Model comparison for “binary” data
The following model comparisons were performed. For the “binary” data set, we examined whether the results from analysing survival data as binary on an OR scale are similar to results from analysing on the HR scale using the clog-log link, both under two-stage and one-stage models. For presentation purposes, we present only comparisons of the results under two-stage models in the main paper (and for one-stage models in the Additional file 1) in order to assess the discrepancies between the model using the logit link and the model using the complementary log–log link.
First, we examined the proportion of significant and non-significant meta-analytic pooled effect estimates under the different scales used (OR vs HR scale); we identified the number of meta-analyses which were significant under one scale and non-significant under the other at a two-sided 5% level of significance.
Bland–Altman plots with associated 95% limits of agreement were constructed, with the aim of facilitating interpretation of results and producing fair comparisons between the two scales [18]. In order to create these plots, results were standardised by dividing the logarithm of the estimate by its standard error. Plots were produced for the standardised treatment effect estimates and for the \({I}^{2}\) statistics. \({I}^{2}\) represents the percentage of variability that is due to between-study heterogeneity rather than chance; \({I}^{2}\) values range from 0 to 100%. This measure was chosen for model comparison as it enables us to compare results directly between the two scales used. The variance of underlying true effects across studies (\({\tau }^{2}\)) was not used as it does not allow direct comparison between different outcome measures.
We identified “outliers” as meta-analyses outside the 95% limits of agreement, and we examined their characteristics. The meta-analysis characteristics we examined were the following:
-
between-scale differences in the magnitude of the pooled treatment effect estimate and its 95% confidence intervals
-
the levels of within-study standard error and between-study heterogeneity and study weights in the meta-analysis
-
study-specific event probabilities and baseline risk
We summarised these differences by meta-analysis and reported those characteristics which were mostly associated with substantial differences between OR pooled effect estimates and corresponding HR pooled effect estimates.

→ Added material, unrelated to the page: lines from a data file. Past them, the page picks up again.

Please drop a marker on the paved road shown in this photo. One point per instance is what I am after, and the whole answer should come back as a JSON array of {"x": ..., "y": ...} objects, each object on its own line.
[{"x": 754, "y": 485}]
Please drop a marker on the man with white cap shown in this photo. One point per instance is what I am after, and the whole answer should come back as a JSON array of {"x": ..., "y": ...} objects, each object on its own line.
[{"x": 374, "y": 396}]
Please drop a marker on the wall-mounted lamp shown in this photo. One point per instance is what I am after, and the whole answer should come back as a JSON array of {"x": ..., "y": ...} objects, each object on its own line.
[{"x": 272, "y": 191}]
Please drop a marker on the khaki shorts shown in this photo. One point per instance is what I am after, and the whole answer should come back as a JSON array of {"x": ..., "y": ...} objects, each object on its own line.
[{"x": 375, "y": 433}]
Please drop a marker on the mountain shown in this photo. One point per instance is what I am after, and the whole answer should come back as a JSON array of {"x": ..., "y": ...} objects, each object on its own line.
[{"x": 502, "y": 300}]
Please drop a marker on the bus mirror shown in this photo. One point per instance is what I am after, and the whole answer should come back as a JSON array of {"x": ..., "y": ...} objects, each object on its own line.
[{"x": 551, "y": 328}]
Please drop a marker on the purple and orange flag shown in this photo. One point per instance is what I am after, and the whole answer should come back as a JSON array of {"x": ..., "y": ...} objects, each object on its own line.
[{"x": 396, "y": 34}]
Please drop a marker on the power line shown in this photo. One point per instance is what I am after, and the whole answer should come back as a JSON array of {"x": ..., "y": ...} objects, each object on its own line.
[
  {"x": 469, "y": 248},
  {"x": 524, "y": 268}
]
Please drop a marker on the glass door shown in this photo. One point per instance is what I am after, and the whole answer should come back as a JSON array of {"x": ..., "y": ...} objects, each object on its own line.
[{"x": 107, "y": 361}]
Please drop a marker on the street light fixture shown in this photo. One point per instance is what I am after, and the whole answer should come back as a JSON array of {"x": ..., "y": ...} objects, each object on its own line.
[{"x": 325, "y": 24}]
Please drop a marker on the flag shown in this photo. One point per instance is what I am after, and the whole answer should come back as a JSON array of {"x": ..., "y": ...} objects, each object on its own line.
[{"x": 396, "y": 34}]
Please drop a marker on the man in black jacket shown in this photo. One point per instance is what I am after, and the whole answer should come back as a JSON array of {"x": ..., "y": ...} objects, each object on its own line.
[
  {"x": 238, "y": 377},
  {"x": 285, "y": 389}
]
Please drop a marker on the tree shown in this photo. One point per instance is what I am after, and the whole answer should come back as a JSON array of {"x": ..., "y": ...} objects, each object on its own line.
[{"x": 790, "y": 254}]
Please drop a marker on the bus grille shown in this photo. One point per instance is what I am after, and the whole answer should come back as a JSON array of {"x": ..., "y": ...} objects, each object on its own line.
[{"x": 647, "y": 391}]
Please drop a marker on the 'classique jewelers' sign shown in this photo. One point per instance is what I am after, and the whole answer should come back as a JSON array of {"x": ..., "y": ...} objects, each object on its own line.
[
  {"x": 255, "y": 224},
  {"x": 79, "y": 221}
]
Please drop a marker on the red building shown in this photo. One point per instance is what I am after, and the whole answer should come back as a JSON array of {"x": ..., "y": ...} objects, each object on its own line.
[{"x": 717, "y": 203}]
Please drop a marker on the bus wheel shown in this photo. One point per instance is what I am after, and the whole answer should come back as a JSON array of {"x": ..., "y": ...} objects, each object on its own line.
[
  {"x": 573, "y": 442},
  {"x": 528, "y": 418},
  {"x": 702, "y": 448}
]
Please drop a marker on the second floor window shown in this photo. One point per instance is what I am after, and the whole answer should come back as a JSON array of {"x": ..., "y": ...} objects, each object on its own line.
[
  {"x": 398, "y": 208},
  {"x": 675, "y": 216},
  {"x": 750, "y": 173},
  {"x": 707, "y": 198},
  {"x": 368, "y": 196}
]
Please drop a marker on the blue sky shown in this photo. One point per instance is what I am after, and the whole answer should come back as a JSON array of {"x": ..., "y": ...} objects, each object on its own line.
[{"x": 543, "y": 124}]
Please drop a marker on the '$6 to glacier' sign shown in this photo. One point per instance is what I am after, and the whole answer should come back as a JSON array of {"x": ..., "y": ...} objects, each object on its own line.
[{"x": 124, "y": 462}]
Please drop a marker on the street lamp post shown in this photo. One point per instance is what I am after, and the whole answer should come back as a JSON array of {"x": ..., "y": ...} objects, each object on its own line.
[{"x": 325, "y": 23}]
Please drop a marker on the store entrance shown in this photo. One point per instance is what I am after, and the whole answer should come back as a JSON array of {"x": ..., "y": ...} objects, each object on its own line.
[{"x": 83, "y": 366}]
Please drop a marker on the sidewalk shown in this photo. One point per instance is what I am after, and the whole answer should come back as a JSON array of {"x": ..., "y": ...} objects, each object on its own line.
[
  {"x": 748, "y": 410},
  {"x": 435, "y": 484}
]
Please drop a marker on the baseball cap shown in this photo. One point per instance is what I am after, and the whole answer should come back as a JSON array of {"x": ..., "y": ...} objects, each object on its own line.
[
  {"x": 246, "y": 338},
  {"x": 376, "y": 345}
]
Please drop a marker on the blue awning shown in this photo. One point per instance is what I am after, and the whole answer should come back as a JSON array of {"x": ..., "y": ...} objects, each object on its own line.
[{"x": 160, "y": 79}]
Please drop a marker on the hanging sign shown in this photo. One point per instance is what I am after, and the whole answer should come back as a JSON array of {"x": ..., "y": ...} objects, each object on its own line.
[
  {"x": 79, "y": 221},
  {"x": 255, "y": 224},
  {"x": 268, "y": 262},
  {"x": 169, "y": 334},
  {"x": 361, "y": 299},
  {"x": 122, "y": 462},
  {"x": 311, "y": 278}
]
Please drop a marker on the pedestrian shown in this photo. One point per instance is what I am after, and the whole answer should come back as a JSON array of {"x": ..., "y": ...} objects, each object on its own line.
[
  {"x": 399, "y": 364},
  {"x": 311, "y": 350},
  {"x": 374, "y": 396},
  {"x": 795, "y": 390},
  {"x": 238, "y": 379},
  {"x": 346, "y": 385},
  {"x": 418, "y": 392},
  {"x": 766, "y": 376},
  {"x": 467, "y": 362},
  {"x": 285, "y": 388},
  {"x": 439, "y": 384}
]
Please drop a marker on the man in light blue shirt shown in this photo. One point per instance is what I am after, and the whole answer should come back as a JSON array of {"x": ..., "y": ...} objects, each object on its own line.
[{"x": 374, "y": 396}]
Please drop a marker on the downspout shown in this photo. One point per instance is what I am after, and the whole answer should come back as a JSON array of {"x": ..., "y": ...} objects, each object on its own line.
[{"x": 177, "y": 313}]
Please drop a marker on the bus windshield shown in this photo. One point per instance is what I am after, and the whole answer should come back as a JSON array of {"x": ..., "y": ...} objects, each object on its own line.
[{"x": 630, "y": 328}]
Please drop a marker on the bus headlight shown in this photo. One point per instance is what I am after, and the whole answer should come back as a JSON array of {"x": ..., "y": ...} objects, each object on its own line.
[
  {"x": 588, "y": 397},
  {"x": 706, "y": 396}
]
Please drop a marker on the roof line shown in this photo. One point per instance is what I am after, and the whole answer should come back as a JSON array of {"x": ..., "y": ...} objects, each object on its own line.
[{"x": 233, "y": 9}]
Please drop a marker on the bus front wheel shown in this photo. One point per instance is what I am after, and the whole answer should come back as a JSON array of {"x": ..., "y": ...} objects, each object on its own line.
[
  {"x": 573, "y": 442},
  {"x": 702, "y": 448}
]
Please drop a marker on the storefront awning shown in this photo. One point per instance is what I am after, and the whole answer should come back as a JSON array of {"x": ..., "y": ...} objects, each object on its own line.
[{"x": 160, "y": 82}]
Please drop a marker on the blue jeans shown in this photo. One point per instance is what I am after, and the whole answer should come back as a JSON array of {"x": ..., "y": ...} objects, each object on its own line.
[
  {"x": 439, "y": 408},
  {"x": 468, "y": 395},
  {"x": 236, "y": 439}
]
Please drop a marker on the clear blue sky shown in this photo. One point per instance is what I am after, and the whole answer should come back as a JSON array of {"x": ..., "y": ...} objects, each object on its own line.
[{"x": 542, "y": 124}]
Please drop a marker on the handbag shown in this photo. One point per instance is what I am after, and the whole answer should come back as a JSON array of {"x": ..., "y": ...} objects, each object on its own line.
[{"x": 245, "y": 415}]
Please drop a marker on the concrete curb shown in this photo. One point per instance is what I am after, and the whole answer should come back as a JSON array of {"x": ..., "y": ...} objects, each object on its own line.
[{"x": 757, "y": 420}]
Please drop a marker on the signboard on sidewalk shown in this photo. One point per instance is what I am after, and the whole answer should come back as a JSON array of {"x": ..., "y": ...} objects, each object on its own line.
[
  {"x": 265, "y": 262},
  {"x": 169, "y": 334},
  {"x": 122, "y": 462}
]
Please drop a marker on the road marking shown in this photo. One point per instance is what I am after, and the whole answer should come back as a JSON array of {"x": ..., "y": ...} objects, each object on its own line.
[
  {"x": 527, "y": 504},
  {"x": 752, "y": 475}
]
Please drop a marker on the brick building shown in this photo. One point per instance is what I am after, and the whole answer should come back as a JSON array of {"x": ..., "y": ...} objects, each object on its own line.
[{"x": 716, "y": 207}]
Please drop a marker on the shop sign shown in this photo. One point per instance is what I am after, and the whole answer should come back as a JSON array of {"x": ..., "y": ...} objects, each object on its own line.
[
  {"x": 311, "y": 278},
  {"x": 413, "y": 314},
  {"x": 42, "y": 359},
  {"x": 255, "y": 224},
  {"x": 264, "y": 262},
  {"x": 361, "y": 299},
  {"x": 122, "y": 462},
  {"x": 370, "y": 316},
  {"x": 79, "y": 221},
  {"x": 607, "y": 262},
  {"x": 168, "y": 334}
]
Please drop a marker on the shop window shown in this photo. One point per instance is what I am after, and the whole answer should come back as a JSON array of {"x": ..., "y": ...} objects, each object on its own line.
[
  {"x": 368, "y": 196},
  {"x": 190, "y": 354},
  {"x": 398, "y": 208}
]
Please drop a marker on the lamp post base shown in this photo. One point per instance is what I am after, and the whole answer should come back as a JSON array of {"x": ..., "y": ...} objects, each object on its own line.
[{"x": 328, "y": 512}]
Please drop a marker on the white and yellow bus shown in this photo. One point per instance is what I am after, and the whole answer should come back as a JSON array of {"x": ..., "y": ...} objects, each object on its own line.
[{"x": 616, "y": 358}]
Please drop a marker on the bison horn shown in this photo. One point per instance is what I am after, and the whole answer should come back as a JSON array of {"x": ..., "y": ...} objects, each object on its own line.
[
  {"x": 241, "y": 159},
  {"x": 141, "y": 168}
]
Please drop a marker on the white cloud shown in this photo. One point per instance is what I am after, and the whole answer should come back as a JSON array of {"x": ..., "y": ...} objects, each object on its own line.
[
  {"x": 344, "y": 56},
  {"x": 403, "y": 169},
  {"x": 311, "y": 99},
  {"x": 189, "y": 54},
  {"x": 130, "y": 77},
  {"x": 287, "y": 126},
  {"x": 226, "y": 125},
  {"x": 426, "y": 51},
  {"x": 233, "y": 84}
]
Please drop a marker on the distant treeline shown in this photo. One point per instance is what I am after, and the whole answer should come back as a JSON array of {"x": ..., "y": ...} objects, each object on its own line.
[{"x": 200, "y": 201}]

Model comparison for “OEV” data
For the “OEV” data set, comparisons on overall and progression disease free survival outcomes were conducted separately; this was because differences between these outcomes might be observed in the presence of different disease severities, and therefore this would be associated with different length of follow-up and risk of the outcome.
For both outcomes, we performed comparisons by examining the differences between analysing the data as binary on an OR scale, analysing the data as binary using the clog-log link on a HR scale, or analysing the data using the “O-E” and “V” statistics on a HR scale. We assessed whether the differences observed from analysing the data as binary on an OR scale could be reduced by the use of the clog-log link. We present only comparisons of the results under two-stage models since there were no available IPD to perform comparisons under one-stage models.
Similarly to “binary” data, we examined the proportion of significant and non-significant meta-analytic pooled effect estimates under the different scales used and identified the number of meta-analyses which were significant under one scale and non-significant under the other. We created Bland–Altman plots for the standardised treatment effect estimates and for the \({I}^{2}\) statistics to explore the agreement among the methods producing fair comparisons between the two scales [18]. Meta-analyses outside the 95% limits of agreement were examined for their characteristics.